On the other hand, God/gods/Goddess/spirits/angels/WTF ever you believe in help you if you belong to the quad mentioned above. And the more devout you are the worse it will be.

As is becoming usual, I have a whole bunch of potential problems, and not many concrete solutions. For instance, proper Kosher requires there be no non-Kosher food in the house at all (which includes pork, shellfish, and a bunch of other things). It isn’t fair for everyone in the family to be forced to keep religious dietary restrictions of a diet they don’t believe in, but where does that leave the Jewish member of the family who is devout and has always kept strict Kosher?

What is even more difficult is when religions directly conflict with each other – like when a feast day and a fast day fall on the same day. (Islam, Judaism and Christianity all keep different calendars, and the dates move around relative to each other. With the month long Fast of Ramadan in there, any combination of Islam with the other two pretty much guarantees conflicts. I’m sure there are similar problems with any number of religious combinations)

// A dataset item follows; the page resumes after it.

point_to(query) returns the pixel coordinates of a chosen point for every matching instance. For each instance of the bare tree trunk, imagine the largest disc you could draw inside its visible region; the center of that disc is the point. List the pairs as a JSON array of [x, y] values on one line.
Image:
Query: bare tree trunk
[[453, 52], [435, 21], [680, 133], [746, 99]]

Speaking of scheduling conflicts, Passover falling on Easter doesn’t make for easy holiday planning (though Passover on Holy Thursday actually works surprisingly well!) Thankfully, or regretfully, Christmas and Solistice will never meet, leading to a decision of celebrating 2 major holidays within days of each other, or shifting dates to celebrate them together. (Here, I always vote for shifting Christmas, since the day is fairly arbitrary anyway, and we can’t actually change when the shortest day of the year is, but that’s just me.)

I can’t see UUs having a problem with anyone they would end up with, because, hey, they’re UUs. Jehovah’s Witness with their rules against holidays and celebrations would really put a damper on things for everyone else, but . . . well it’s narrow minded of me, but I just can’t imagine a Jehovah’s Witness poly . . . they are often very good people, but flexibility just doesn’t seem to be their strong suit.

There are several ways religion can be handled in a polyamorous relationship, but the first, crucial, part is you have to be willing to respect and accept each other’s beliefs. Hopefully, I just wasted my time saying that.

Now, option 1 is to each do your own thing, and have no involvement in other’s religious practices. There are two problems with this, as I see it: Most people are used to religious holidays being family time, and the aforementioned issue of Kosher, and similar prohibitions. This option can work reasonably well for people who don’t live together, and are comfortable celebrating alone and/or have other people to celebrate with.

Next up would be bouncing to the other extreme – everyone do everything together. Right, my head hurts just thinking about it – if you can make it work more power to you. Moving on.

The most successful option seems to be a level of compromise. Celebrate a few major holidays together, don’t make meals for the whole family that violate a religious prohibition (plan dinner for an hour or two later during Ramadan, don’t have lobster dinner if someone keeps Kosher,etc), but don’t worry about a few pork rolls in the fridge.

Realistically, if you’ve gotten to the point of moving in together, religion probably won’t be much of an issue for you, but you can expect to get tripped up by minor miscommunications or non-communications. (“Cheryl and Dan said they’d be here next Thursday for the feast for holiday X” . . . “What? I have to fast that day!”) The biggest thing here (aside from the decision of general policy) is to try and keep in mind that the date that looms so large for you may not even register with your partners.

Personally, I found a holiday planning session every three months of so helped keep things from getting out of hand (OK, we have Hanukkah overlapping Christmas this year, Thanksgiving with Anne’s parents and Ben’s grove has invited all of us for Solstice. Everyone on the same page? Great!) Making sure everyone is aware of upcoming holidays and restrictions keeps everyone from being blindsided, and makes celebrating a lot smoother.

And of course, the benefits of keeping a calendar updated with important dates cannot be over emphasized.